(First of all, I apologize for the grammar mistakes. As it says on my profile, English is not my main language)
These past few days I've been offline bc i've feeling pretty bad tbh. Basically, my gf (actual ex) asked me for the passwords to my social media accounts. Of course, I found this to be quite invasive and politely refused, saying that I didn't feel comfortable doing so. That if she was insecure about something on her mind, we could talk about it and resolve it in a healthy way which is something I always chose to do when I was insecure. (After all, there's no point in fighting because of anxiety paranoia that I get out of nowhere.) Believe me, refuse to give her my passwords was enough to trigger a domino effect that made her call bad things, put her finger on my insecurities, gaslight me and stop talking to me for two days in a row. When she returned, she tried to blackmail me by saying "it's just an account. If you have nothing to hide, there's no reason not to share it", and I refused again. We had a more severe fight and in middle of this, I said she was being manipulative. And believe it or not, I was the one who came out on the wrong side of the story. She said that I deserve to get screwed over a lot in future relationships, that everything between us was over because of MY fault. That I deserved all the suffering I've been through and blah blah blah.
And today, 1 week after the breakup, I discovered that she keeps gifts from her ex in her closet (something she had sworn to me she had thrown away), and told her friends that she always missed him.
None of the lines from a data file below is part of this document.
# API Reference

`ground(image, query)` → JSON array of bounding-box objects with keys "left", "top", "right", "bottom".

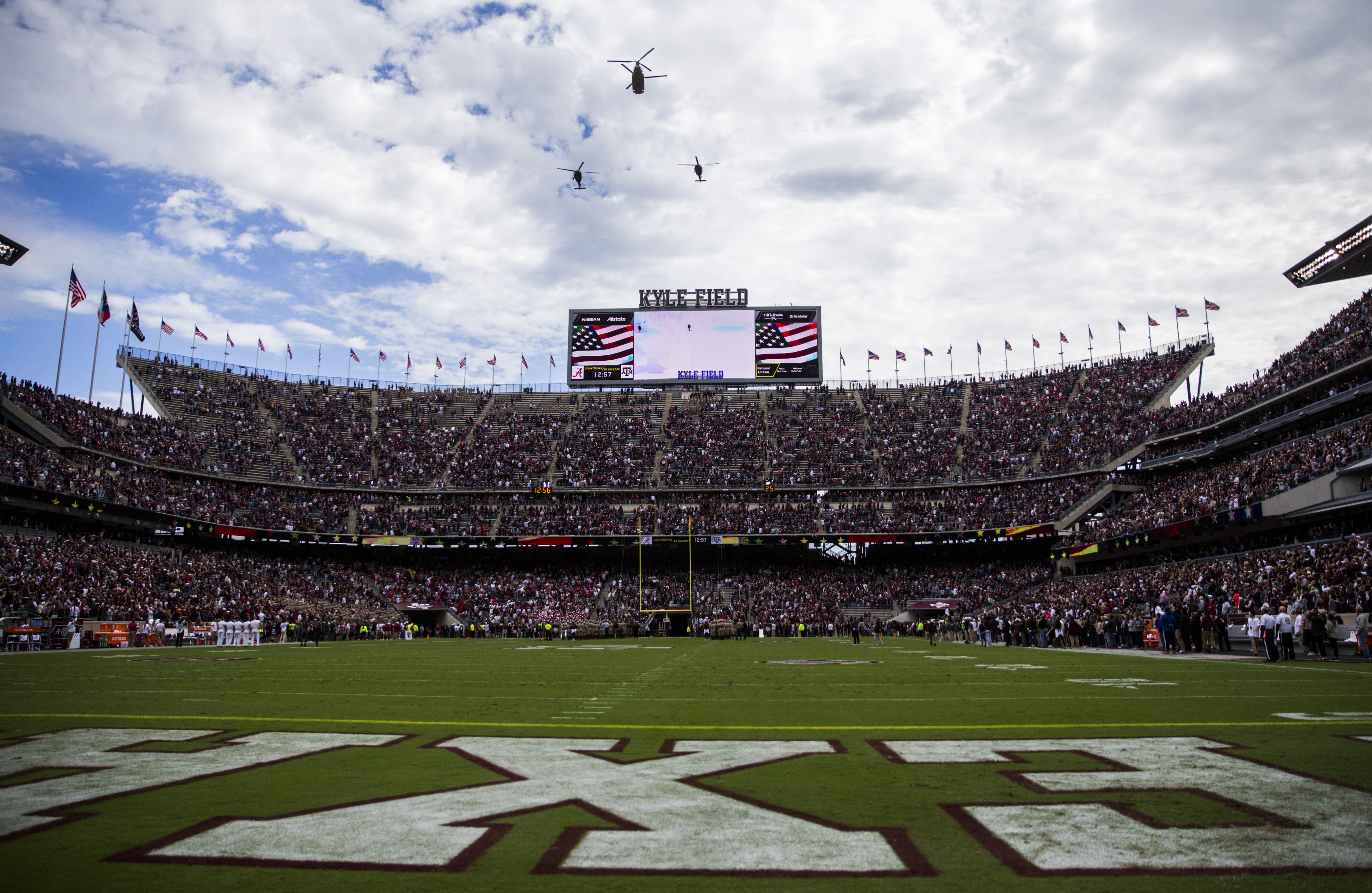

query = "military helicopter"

[
  {"left": 605, "top": 47, "right": 667, "bottom": 93},
  {"left": 558, "top": 162, "right": 599, "bottom": 189},
  {"left": 676, "top": 155, "right": 719, "bottom": 182}
]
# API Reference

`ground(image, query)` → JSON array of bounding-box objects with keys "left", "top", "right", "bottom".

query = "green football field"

[{"left": 0, "top": 638, "right": 1372, "bottom": 893}]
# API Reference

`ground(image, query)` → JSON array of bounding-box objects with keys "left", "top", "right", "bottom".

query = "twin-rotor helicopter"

[{"left": 558, "top": 47, "right": 719, "bottom": 189}]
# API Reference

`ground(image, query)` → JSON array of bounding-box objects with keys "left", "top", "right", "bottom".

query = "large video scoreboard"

[{"left": 567, "top": 307, "right": 823, "bottom": 387}]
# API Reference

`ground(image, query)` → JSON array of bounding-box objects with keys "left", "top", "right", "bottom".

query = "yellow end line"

[{"left": 0, "top": 713, "right": 1372, "bottom": 731}]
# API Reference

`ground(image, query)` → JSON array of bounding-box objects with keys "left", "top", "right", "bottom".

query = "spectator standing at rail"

[
  {"left": 1277, "top": 606, "right": 1295, "bottom": 660},
  {"left": 1260, "top": 605, "right": 1282, "bottom": 664}
]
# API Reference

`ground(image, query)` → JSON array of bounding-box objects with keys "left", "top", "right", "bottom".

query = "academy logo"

[
  {"left": 112, "top": 737, "right": 933, "bottom": 876},
  {"left": 873, "top": 738, "right": 1372, "bottom": 876}
]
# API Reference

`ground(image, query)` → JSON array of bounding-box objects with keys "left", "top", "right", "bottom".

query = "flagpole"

[
  {"left": 52, "top": 263, "right": 77, "bottom": 396},
  {"left": 87, "top": 283, "right": 103, "bottom": 406},
  {"left": 119, "top": 317, "right": 133, "bottom": 416}
]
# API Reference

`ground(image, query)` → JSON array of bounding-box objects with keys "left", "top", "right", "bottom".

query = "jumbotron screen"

[{"left": 567, "top": 307, "right": 823, "bottom": 387}]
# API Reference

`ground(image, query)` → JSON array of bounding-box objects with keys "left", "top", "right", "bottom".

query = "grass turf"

[{"left": 0, "top": 638, "right": 1372, "bottom": 892}]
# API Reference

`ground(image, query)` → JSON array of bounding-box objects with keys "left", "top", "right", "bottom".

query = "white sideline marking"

[{"left": 1063, "top": 679, "right": 1177, "bottom": 689}]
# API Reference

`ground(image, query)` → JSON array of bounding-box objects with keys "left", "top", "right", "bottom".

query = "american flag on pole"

[
  {"left": 67, "top": 266, "right": 85, "bottom": 307},
  {"left": 753, "top": 314, "right": 819, "bottom": 363},
  {"left": 572, "top": 322, "right": 634, "bottom": 366}
]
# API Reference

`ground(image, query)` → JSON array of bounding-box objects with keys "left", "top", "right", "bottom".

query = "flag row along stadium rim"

[
  {"left": 0, "top": 483, "right": 1058, "bottom": 549},
  {"left": 117, "top": 335, "right": 1214, "bottom": 394}
]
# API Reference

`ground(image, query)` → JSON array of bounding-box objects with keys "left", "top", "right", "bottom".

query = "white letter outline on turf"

[
  {"left": 871, "top": 738, "right": 1372, "bottom": 876},
  {"left": 119, "top": 737, "right": 934, "bottom": 876},
  {"left": 0, "top": 728, "right": 406, "bottom": 841}
]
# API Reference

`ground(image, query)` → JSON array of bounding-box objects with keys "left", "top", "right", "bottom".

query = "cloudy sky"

[{"left": 0, "top": 0, "right": 1372, "bottom": 401}]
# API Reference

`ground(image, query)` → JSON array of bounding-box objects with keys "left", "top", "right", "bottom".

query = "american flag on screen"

[
  {"left": 753, "top": 320, "right": 819, "bottom": 362},
  {"left": 572, "top": 324, "right": 631, "bottom": 366}
]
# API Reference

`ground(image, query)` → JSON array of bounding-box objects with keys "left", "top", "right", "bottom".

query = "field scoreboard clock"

[{"left": 567, "top": 300, "right": 823, "bottom": 387}]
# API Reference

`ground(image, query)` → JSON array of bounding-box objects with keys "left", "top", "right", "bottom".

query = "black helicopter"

[
  {"left": 558, "top": 162, "right": 599, "bottom": 189},
  {"left": 676, "top": 155, "right": 719, "bottom": 182},
  {"left": 605, "top": 47, "right": 667, "bottom": 93}
]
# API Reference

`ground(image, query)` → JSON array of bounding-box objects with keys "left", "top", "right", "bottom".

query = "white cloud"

[{"left": 0, "top": 0, "right": 1372, "bottom": 385}]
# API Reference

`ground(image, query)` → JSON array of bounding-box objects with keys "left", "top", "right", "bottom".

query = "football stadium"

[{"left": 0, "top": 0, "right": 1372, "bottom": 893}]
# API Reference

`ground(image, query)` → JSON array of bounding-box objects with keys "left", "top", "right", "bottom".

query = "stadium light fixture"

[
  {"left": 1283, "top": 217, "right": 1372, "bottom": 288},
  {"left": 0, "top": 236, "right": 29, "bottom": 266}
]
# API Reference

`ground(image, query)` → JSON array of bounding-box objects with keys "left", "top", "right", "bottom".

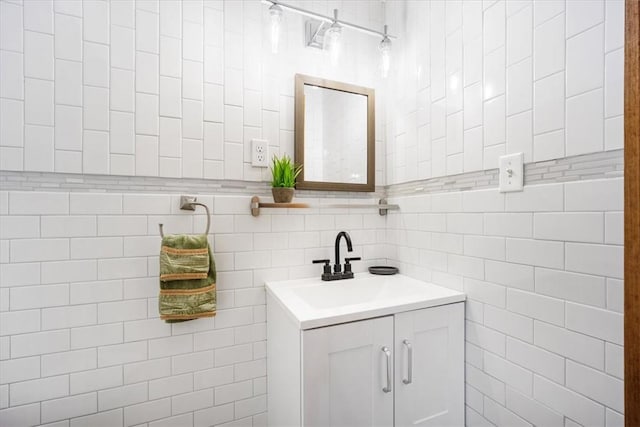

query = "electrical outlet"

[
  {"left": 251, "top": 139, "right": 269, "bottom": 168},
  {"left": 498, "top": 153, "right": 524, "bottom": 193}
]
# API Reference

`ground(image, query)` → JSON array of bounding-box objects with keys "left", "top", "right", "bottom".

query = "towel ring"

[{"left": 158, "top": 196, "right": 211, "bottom": 237}]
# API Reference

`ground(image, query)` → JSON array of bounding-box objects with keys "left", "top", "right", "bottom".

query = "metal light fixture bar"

[{"left": 262, "top": 0, "right": 397, "bottom": 39}]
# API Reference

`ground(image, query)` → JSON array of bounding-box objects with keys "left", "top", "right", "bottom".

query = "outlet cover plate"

[
  {"left": 251, "top": 138, "right": 269, "bottom": 168},
  {"left": 499, "top": 153, "right": 524, "bottom": 193}
]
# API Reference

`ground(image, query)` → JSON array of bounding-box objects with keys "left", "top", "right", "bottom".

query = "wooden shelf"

[
  {"left": 258, "top": 202, "right": 311, "bottom": 209},
  {"left": 250, "top": 196, "right": 400, "bottom": 216}
]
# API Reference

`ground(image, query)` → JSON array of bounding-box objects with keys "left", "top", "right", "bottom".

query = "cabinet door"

[
  {"left": 395, "top": 303, "right": 464, "bottom": 427},
  {"left": 302, "top": 316, "right": 393, "bottom": 427}
]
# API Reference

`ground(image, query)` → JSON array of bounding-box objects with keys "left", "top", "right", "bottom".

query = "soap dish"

[{"left": 369, "top": 265, "right": 398, "bottom": 276}]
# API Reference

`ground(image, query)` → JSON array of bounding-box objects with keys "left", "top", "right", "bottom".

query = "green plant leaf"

[{"left": 271, "top": 154, "right": 302, "bottom": 188}]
Man, I felt used. But she swears that I'm the one in the wrong for not sharing the passwords.
Honestly, I'm really upset about all this, because I was really liking her.
Besides, now that everything is over, it's funny to stop and think that she was never wrong in our arguments. I was always the one who had to apologize even during the times (like this one) when I was sure I didn't do anything wrong. Fucking hypocrite.